(HealthDay) – Could a cancer diagnosis sometimes make positive changes in life? In a new study, many people with colon cancer, even at advanced stages, believed that their diagnosis had some positive impact on their lives.
In surveys of 133 colon cancer patients, the researchers found that nearly all – 95% – said their life had benefited in some way since they were diagnosed. Often times, they felt that their family relationships had strengthened, or they were better able to “take things as they come” and feel grateful for each day.
It did whether people were in an earlier stage of the disease or had metastatic cancer – meaning it had spread to distant places in the body.
Indeed, the study appeared that no medical factors appeared to affect patients’ ability to “find benefit”.
On the other hand, this ability to see a “silver lining” has not saved people from feeling anxious, sad, or otherwise desperate.

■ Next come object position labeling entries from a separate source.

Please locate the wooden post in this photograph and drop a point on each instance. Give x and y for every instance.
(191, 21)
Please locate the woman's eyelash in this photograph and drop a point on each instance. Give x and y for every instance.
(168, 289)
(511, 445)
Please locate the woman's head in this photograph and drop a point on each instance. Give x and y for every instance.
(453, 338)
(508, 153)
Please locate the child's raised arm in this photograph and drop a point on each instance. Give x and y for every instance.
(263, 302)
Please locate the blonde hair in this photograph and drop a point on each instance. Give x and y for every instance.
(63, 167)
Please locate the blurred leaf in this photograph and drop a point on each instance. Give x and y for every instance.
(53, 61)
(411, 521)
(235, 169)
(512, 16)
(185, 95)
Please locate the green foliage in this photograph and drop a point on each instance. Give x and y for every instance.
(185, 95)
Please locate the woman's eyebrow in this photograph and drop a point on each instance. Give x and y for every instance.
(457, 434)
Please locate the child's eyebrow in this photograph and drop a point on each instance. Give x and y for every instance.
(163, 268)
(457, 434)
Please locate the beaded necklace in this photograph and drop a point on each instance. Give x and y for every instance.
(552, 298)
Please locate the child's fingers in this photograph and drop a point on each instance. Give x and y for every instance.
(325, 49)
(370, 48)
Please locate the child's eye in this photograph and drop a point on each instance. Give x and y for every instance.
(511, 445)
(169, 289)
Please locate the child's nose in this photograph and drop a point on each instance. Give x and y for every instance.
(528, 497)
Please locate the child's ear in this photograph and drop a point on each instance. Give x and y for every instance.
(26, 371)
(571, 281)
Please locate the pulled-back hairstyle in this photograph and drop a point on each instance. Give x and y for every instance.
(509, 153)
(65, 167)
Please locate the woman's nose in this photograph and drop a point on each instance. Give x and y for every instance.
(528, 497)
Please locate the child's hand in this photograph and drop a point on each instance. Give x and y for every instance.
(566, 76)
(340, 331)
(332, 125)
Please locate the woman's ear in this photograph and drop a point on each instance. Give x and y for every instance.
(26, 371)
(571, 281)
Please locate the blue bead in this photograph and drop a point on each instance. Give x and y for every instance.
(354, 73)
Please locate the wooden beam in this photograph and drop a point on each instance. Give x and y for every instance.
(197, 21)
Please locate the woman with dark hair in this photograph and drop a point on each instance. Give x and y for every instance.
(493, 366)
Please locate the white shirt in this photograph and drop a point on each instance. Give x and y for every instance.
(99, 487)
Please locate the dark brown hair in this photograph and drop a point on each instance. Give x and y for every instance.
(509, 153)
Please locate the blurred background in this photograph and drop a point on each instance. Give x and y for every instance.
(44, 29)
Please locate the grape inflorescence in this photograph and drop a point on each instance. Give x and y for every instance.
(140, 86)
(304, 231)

While this may not seem intuitive, experts say it actually makes sense.
People can see the positives in their lives and worry about a cancer diagnosis at the same time, said lead researcher Lauren Zimmaro, a senior postdoctoral fellow at the Fox Chase Cancer Center in Philadelphia.
Finding use, she said, is about finding meaning in the midst of trouble, not “making things positive.”
“It’s more realistic than that,” said Zimmaro.
Allison Applebaum, an assistant psychologist at the Memorial Sloan Kettering Cancer Center in New York City, made a similar point.
“We humans are complex, and it is normal to experience multiple, possibly conflicting emotions at the same time,” said Applebaum, who was not involved in the study.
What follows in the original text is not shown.